Prawdopodobnie istnieje słowo — prawdopodobnie długie, niemieckie i porywająco przyjemne dla języka — oznaczające odłożenie czegoś, co lubisz, ponieważ sama myśl o tym jest zbyt trudna do rozważenia. To dziwne terytorium, na którym Gwint życia — lub w którym Gwint w każdym razie żył, kiedy zetknąłem się z nim po raz pierwszy. Guncho jest taktyczna gra turowa, która jest jednocześnie kompaktowa i zabawna. Ale ma centralną koncepcję, którą początkowo tak trudno było mi pojąć, iż niemal poczułem, jak zimny dreszcz w moim mózgu zacina się w jej obecności.
Pomysł — i zaraz to źle wyjaśnię — polega na tym, iż jest to gra taktyczna, w której kierunek ataku naprawdę ma znaczenie.

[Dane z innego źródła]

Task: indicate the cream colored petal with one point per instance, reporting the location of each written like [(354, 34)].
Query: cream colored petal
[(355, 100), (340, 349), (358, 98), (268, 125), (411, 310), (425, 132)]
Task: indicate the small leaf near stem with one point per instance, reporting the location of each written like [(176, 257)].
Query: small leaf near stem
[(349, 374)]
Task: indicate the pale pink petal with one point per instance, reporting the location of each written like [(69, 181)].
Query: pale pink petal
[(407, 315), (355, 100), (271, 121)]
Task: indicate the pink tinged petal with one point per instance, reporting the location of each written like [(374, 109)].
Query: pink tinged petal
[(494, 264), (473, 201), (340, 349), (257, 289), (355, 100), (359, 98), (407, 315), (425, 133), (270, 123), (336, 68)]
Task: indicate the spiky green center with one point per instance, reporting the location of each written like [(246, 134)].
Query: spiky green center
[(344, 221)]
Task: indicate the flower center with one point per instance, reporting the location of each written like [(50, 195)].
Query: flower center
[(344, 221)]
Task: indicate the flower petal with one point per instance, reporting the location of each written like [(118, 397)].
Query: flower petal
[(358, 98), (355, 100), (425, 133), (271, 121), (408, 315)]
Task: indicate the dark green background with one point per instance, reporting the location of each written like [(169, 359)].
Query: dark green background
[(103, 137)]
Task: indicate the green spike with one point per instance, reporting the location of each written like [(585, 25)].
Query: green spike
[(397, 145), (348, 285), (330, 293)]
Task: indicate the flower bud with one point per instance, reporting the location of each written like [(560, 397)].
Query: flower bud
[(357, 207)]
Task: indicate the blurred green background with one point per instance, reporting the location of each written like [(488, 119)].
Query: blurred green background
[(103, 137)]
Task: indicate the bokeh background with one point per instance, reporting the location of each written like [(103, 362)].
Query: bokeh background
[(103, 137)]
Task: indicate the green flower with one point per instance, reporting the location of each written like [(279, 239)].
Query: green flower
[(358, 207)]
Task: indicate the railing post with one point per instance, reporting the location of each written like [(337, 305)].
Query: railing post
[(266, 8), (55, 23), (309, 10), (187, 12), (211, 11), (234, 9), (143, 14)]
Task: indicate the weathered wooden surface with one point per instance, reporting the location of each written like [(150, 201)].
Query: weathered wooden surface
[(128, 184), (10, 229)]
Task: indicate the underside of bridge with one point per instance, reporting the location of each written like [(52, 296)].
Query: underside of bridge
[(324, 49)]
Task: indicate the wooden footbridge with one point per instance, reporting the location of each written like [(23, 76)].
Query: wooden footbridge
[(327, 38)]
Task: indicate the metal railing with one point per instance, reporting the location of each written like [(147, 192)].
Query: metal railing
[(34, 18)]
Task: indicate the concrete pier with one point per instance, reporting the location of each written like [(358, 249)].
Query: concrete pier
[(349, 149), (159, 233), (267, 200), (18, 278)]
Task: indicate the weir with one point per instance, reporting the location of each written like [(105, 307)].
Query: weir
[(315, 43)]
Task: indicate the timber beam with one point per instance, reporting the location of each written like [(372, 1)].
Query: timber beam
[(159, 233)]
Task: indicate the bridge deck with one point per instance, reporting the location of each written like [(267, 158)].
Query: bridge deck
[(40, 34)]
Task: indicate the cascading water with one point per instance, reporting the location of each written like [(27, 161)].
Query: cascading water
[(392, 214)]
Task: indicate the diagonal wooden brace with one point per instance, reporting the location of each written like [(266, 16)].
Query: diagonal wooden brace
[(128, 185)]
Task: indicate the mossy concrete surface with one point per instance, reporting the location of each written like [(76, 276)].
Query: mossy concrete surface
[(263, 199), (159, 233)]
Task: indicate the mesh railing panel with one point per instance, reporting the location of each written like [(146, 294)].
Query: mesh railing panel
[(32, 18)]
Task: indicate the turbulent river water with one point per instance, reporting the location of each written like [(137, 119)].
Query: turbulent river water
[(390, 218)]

Grasz jako desperat na chwiejnym proceduralnym krajobrazie heksów, a twoim zadaniem jest strzelanie do wszystkich wrogów nadchodzących w twoją stronę. Możesz albo się poruszać, albo strzelać w każdej turze. Zawsze będziesz strzelał pierwszy, a ruchy twojego wroga są wyraźnie sygnalizowane. Oznacza to, iż niezależnie od tego, jakie horrory Dzikiego Zachodu zmierzają w twoją stronę, nie możesz narzekać, iż cię nie ostrzeżono. Zamiast tego większość wczesnych katastrof sprowadza się do faktu, iż byłeś zwrócony w złym kierunku, gdy atakowałeś. Albo, mówiąc dokładniej, iż kluczowa część twojej broni była zwrócona w złym kierunku.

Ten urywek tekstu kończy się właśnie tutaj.